One of the Sacramento community’s strongest assets is its dynamic art scene. From huge exhibits to one off pieces, our city is a hub for every style of art imaginable.
Public art, in particular, has become a highlight, especially in recent years. Most recently, you might remember the extremely popular Art Hotel and ArtStreet exhibitions put on by the M5 Arts Collective in the midtown/downtown Sacramento area. Projects like these have helped electrify an already bustling interest in public art for the city. Here are a couple of our favorite art exhibitions around the city.
Golden 1 Center
Photo courtesy of @CooneyPhoto
The Coloring Book statue in front of the new Golden 1 Center by renowned artist, Jeff Koons, is forever a mark of Sacramento’s passion for public art. Koons’ work is one of the country’s most
popular contemporary artists, and his addition has helped to bring art to the forefront of the city’s development. Still, “The Piglet,” as it has come to be known, has certainly caused some controversy since it arrived in late September of last year – but isn’t that the mark of powerful art? Some Sacramento artists argued that the slot should have gone to a local, even though there are two other pieces outside the arena that did in fact go to Sacramento artists.
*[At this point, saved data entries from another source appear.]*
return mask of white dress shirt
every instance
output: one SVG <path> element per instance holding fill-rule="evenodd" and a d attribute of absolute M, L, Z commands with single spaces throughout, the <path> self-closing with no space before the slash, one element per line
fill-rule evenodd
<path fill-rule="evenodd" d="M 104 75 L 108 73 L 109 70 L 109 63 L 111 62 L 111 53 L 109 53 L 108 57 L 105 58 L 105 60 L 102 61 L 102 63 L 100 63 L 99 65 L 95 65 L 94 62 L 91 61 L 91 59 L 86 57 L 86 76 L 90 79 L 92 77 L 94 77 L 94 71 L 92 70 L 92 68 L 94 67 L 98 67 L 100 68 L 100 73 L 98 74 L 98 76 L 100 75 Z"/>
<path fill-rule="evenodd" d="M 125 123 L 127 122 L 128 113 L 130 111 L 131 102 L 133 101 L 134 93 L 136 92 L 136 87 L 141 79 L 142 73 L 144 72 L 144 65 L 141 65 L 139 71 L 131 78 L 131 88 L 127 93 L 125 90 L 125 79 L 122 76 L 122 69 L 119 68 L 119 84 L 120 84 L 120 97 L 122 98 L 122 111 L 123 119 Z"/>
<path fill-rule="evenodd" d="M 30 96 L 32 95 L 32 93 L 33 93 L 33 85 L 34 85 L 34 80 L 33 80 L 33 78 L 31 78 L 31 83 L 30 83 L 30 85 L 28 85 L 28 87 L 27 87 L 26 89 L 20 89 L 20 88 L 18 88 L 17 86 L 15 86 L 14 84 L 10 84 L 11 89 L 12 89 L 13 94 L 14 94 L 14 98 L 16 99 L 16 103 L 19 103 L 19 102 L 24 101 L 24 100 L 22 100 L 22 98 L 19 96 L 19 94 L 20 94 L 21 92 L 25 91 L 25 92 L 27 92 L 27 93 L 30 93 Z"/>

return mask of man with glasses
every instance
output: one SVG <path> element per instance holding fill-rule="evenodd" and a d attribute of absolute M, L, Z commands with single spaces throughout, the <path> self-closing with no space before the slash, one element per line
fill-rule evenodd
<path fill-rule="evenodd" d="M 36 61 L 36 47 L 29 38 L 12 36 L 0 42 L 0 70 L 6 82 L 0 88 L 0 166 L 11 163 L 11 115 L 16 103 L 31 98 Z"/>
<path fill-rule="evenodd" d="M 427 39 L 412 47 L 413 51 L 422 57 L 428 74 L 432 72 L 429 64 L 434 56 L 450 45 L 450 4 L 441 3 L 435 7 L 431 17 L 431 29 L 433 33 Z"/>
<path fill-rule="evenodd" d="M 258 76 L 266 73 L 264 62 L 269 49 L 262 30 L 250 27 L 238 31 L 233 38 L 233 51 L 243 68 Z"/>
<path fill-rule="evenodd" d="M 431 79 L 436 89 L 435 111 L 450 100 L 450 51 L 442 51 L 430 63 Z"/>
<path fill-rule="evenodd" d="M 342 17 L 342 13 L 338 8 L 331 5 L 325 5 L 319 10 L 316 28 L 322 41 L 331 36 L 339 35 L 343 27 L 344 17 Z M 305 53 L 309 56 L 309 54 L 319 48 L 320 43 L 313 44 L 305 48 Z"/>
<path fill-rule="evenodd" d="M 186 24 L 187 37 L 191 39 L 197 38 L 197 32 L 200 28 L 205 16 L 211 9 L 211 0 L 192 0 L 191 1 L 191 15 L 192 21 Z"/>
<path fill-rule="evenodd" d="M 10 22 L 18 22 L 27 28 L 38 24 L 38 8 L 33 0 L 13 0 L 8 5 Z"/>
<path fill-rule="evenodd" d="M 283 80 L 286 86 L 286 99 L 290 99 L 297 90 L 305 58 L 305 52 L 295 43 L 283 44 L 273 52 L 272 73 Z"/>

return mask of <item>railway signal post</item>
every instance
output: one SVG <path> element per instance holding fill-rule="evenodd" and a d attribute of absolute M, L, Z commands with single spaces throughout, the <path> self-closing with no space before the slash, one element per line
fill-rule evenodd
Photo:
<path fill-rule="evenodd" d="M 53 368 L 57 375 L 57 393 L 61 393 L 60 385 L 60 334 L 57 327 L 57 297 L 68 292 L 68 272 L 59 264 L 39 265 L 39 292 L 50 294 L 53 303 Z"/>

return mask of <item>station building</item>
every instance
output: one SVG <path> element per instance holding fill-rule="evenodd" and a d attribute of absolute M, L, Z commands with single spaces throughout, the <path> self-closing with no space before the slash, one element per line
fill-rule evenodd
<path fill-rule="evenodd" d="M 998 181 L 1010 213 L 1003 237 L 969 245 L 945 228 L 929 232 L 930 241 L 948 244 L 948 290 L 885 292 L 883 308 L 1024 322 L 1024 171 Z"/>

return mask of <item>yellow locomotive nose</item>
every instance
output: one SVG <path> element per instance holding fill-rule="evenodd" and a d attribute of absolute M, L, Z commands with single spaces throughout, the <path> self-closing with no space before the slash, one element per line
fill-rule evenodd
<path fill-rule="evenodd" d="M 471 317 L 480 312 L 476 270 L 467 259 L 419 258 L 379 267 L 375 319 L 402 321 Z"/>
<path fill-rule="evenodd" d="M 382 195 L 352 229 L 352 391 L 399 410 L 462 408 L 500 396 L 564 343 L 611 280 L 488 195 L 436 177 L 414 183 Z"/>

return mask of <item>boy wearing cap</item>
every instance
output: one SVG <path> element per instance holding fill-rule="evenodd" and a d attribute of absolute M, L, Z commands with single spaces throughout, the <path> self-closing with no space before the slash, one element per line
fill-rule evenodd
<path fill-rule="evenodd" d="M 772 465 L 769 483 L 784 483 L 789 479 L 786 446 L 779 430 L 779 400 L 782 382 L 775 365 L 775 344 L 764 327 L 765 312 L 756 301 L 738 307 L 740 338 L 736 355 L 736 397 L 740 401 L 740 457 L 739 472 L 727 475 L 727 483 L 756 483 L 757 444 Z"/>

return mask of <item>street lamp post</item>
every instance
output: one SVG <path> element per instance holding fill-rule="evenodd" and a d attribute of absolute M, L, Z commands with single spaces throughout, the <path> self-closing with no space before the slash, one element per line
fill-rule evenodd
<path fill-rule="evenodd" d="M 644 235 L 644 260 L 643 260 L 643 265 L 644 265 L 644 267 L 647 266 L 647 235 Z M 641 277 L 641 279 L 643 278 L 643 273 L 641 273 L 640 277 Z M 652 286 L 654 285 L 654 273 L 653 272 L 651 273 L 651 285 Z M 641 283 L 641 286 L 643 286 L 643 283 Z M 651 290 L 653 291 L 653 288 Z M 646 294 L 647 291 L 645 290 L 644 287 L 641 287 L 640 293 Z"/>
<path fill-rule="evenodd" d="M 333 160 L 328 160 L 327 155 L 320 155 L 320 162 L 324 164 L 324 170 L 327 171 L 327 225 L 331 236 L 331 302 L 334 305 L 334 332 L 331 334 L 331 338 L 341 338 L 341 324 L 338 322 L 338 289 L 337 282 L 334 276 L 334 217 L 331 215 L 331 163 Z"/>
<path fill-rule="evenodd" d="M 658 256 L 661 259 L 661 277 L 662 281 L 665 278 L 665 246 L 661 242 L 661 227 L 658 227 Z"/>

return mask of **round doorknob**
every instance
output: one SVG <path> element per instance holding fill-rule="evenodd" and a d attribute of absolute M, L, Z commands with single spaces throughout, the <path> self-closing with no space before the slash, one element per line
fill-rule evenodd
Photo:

Gale Hart is known as the Sacramento’s “Godmother of Contemporary Art.” Her 10-foot dartboard installation sits on 5th and L. In addition, Sacramento native Bryan Valenzuela was awarded a slot inside the arena where he chose to create an abstract piece called Multitudes Converge that highlights the convergence of the American and Sacramento Rivers. Local or not, all of these pieces are a perfect representation of Sacramento’s growing interest in public art.
Wide Open Walls
Photo courtesy of Wide Open Walls
Last year, many Sacramento residents were stunned when huge, stunning murals started appearing throughout the downtown and midtown areas. The Sacramento Mural Festival quickly made a name for itself. This time around, that name is changing (and for good reason). It returns this year under the name Wide Open Walls, and will expand to include areas such as Oak Park, Del Paso Heights, Natomas, and Power Inn Road. The festival will once again feature astounding local artists who will paint more than 30 large-scale pieces. But this time around, the festival will be much more inclusive for observers – look out for street performers, food trucks, pop-up shows and seminars, and a Second Saturday block party. Wide Open Walls will take place August 10th-20th.
The Rest of the City
Major installations are always a great highlight, but let’s not forget about the public art that is always on display throughout Sacramento. There are tons of bars and cafes throughout the city that showcase local artists on a regular basis. Places like Old Soul at the Weatherstone always have new projects on their walls, offering a more intimate look into Sacramento’s public art scene. There’s also the First Friday Art Walk that takes place every month on the R Street Corridor.
Regardless of your personal taste, Sacramento’s public art scene has something for everybody. Whether you want to marvel at giant murals or explore the small details of local photography, Sacramento has become an exciting city for art – get out there and take advantage of what your home has to offer!